Joseph knew both what he was doing there and that he knew the reason
for Joseph's presence, and consequently expected to see something
different in his expression. Anger? Hatred? Contempt? But the windows
to his soul were pure like his mind, holy and focused. They showed
Joseph the worst, the most vile and destructive of all the emotions the
Creator had ever implanted in his beloved beings: love. Joseph turned
Daniel was praying because he needed to quell or at least conceal
the torrent of rage inside and because he felt compelled to by the
encounter with Ishmael, or whatever he called himself these days. It
was not easy for a saint to ignore evil.
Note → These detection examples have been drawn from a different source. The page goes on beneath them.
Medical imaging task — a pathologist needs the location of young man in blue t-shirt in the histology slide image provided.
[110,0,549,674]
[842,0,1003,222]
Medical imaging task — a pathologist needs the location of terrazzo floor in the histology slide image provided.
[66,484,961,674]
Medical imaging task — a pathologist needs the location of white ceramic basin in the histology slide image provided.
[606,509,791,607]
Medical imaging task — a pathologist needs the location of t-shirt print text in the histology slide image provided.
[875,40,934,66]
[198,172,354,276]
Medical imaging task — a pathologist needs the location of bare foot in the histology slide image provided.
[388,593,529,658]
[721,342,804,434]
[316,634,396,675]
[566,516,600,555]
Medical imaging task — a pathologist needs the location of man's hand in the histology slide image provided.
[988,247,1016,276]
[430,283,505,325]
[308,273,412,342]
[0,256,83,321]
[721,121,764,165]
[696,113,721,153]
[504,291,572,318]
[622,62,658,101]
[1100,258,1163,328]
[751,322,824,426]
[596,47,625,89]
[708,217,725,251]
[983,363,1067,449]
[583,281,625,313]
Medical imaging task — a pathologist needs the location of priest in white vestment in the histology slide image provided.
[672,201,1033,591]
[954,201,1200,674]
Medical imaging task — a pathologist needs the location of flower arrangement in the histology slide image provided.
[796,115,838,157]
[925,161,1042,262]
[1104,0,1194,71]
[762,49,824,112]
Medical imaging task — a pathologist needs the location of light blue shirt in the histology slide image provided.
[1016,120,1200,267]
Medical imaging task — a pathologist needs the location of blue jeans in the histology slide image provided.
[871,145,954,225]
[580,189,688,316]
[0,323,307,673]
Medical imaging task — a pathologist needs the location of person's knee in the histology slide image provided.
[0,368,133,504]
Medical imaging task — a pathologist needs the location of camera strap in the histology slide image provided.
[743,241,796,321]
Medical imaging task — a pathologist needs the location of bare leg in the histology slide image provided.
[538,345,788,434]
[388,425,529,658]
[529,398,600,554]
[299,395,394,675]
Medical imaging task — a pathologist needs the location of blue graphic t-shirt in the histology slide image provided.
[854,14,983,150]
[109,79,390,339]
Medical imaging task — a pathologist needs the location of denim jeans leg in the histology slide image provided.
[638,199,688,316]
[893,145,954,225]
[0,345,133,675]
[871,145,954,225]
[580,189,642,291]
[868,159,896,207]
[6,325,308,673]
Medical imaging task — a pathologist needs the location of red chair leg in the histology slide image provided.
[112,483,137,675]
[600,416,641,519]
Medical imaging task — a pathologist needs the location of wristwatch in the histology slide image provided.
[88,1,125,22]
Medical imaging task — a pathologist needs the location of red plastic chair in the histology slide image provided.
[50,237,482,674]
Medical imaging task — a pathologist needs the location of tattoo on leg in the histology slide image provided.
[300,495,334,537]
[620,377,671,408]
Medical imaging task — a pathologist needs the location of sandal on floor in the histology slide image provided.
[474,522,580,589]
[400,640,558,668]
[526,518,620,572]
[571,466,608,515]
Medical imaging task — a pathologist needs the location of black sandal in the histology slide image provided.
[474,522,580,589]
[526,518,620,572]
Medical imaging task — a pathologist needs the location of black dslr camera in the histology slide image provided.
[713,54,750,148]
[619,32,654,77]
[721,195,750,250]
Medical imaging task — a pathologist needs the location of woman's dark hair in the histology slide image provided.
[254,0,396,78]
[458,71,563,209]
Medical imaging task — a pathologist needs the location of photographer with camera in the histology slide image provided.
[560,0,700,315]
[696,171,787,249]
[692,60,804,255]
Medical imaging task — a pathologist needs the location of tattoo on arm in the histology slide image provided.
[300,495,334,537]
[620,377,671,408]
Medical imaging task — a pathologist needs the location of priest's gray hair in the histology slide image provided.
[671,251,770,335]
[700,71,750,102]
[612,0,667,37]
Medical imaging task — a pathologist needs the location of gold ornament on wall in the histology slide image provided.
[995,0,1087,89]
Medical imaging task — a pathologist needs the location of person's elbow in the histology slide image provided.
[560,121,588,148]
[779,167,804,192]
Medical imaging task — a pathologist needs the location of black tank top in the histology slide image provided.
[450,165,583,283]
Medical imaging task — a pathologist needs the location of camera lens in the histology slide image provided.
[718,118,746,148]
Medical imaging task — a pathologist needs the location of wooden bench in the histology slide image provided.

They had met once before, and
would no doubt meet again. He had heard that Ishmael was now a Black
Sparrow and that fact would certainly lead to their paths crossing many
more times henceforth. Daniel watched him walk away and studied the
patch on the back of his jacket. It was sick. He felt sick.
Although he prayed, it was not for Ishmael but for himself and
especially for the unborn child. He was the last of his family and
would be called Michael by his adoptive parents. His road would be hard
and long and he would face seemingly insurmountable challenges. His
enemies would be numerous and callous, his friends difficult to find
and impossible to protect, but he would succeed. He must succeed.
Before his destiny could unfurl, Michael must first fight to enter the
world of men. His was to be a violent birth followed by a violent life,
but one which justice demanded.
At the side of the car, Daniel asked the paramedics permission to stay and pray for the child.
"What? Are you some kind of minister?" asked one of them over his shoulder.
"Something like that," conceded Daniel as he watched them work.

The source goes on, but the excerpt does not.